Good evening all. Actually Michelle they are very intelligent to maintain the hybrid model at the moment. This is likey the advice guven by counsel and Dynasty. Here is why. Many really good clients have 529 / Next Gen or old VAs on the books. The ML 529 plans which are expensive and not the best are considered by the SEC a broker product because of trails so they will shift them to the new BD then convert them to Vanguard or another better plan and charge .25% hard dollars and it will be less expensive and better for the client. Then there is the issue with any old VA contracts that can be assigened to the new BD and then evaluate the opportunity to go to an RIA type contract where expenses are cut in half assuming you maintain benefit for the client. As such the clients may save costs and get more. If you choose to leave the VAs or the 529s behind you wind up with the leeches left behind at ML talking about how great they are and making up BS about why they left. So by taking now and converting to RIA standards later they are smart and protecting their relationship with clients and their revenue. We did it 3 years ago and it worked magically. Good luck to them. On another topic…… I have consulted to several ML teams over last few years who have either departed or are still contemplating……and a few who don’t feel they can leave. But everyone would leave if they could snap their fingers and go. Only the CTP carrot and DC or RSUs are keeping them there…but otherwise they are miserable and realize ML Culture is now choked in Bank exhaust. Wait til DA becomes head of ML….then the killing will be complete and Tryon Street will be celebrating. Fortunately for people who have the drive and the money….. there is a better way. Have a great evening. — Wiser Advisor
Wiser, all good points. For me, I had zero VA when I left MS 8 years ago. I do have a million or so in 529 plans and I set all of that up at American Funds in an institutional class share with no fee and no trail. my firm does not bill on those assets.
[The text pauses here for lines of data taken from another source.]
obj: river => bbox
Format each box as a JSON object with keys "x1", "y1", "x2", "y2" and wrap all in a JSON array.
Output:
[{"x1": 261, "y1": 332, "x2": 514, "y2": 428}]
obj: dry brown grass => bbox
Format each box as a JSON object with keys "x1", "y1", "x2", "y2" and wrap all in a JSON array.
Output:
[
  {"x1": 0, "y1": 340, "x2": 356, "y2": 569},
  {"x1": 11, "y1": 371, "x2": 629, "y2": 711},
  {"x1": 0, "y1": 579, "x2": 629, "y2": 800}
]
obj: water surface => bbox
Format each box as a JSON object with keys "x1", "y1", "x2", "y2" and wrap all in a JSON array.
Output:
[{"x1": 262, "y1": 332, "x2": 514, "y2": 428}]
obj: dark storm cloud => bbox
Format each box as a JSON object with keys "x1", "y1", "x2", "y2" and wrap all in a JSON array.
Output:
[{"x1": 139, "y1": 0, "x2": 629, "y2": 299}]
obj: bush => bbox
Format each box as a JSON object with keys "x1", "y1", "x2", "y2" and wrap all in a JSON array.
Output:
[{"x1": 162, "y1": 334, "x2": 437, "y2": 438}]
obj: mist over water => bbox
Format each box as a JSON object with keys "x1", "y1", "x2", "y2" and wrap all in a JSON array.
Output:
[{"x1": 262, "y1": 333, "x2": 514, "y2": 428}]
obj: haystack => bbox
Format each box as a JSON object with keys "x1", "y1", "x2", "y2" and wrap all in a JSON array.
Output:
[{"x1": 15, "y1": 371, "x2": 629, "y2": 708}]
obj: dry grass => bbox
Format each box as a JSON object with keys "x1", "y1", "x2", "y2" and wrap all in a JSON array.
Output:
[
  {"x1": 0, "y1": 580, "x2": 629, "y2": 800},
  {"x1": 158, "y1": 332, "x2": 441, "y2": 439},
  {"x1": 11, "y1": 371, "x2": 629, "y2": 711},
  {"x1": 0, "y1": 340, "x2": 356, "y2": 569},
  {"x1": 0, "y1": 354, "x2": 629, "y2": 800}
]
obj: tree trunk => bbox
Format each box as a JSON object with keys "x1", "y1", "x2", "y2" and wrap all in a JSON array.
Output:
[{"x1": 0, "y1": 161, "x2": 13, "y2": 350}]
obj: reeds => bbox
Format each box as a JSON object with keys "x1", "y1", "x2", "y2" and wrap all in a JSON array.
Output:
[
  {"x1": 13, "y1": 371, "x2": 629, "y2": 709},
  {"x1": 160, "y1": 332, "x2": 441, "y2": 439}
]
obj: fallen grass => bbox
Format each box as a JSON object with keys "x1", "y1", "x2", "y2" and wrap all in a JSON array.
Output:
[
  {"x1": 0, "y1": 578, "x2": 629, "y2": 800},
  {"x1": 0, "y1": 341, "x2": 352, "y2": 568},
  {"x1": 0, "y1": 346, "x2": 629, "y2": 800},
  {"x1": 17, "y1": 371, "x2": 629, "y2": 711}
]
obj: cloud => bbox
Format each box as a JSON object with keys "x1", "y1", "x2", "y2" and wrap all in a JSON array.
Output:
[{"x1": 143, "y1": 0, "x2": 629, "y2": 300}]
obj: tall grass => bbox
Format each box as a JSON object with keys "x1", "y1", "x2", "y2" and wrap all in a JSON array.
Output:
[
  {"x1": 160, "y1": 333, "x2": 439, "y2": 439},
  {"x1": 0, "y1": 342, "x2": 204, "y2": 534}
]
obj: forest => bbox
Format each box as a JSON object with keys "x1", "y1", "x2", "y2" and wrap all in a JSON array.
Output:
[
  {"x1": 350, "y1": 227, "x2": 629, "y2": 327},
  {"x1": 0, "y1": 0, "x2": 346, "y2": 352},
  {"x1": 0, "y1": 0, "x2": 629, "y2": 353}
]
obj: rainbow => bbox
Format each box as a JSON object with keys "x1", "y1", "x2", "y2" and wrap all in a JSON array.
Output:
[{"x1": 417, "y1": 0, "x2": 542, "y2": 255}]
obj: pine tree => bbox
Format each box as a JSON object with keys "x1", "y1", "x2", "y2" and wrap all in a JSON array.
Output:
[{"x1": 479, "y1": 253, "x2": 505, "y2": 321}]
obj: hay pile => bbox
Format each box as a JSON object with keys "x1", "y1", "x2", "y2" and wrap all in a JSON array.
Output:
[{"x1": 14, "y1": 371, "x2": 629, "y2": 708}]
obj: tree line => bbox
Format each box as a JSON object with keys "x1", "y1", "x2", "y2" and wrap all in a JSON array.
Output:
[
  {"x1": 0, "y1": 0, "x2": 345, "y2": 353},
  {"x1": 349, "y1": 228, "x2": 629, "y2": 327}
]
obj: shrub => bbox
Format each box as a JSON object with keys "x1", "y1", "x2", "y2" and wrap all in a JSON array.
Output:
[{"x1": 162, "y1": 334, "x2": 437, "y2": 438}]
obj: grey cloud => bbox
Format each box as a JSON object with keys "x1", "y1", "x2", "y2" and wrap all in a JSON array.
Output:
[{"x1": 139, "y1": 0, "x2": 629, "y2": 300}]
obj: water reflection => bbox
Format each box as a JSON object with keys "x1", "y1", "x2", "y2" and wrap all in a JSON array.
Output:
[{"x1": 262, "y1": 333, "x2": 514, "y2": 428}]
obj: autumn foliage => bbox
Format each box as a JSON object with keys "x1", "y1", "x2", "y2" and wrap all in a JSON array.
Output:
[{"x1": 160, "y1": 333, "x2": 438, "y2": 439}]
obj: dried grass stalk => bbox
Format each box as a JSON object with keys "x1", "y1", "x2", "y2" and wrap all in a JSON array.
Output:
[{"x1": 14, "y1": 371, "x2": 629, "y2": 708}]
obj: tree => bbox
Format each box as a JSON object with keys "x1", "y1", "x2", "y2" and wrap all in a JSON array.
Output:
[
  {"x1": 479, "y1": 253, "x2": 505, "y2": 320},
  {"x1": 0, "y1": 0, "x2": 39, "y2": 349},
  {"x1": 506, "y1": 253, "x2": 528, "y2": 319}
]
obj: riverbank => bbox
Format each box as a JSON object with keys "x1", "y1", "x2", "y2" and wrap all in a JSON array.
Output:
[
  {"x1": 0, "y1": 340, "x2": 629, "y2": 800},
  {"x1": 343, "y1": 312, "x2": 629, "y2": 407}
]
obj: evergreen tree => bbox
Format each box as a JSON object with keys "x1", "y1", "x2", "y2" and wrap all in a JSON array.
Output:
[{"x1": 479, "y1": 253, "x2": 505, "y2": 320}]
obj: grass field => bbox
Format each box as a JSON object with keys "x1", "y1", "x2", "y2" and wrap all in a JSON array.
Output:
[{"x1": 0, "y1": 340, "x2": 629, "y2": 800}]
Wiser Advisor – I wish I could convey just how helpful your above comment is to me. Thank you for taking the time to write this! Have a great week!
I give AS about 12-18 months before he “retires to spend more time with his family” and DA absorbs the unit.
Who is “DA”? And do you mean BofA will sell Merrill?
DA is Dean Anathasia (President of Consumer and Small Business Banking, and Merrill Edge). Hell no they aren’t going to spin off MER – that idea was floated long ago and rejected with extreme prejudice.
How bad are things getting? Have an offer to join up after school…
If being being an RIA “Fiduciary” is such an honorable thing, why are there so many RIA’s in jail for fraud (ie -Madoff, Stanford and countless others)? There are many more brokerage FA’s than RIA’s, and yet Google search “financial advisor fraud” and mostly RIA’s come up. When there is fraud at brokerages the clients are instantly made whole. With RIA’s there are years of litigation and lots of money is never recouped. There’s a reason most RIA’s have LLC after their name – it stands for “Lots of luck Collecting” if there’s a problem
I am sure we will see more departures Friday, RSU’s and Wealth Choice have just paid out.
Every ML manager must dread Friday’s
How much “breakage” can the bank handle before changes are made? The 3% taken off the top is a big number, a lot of assets would have to leave.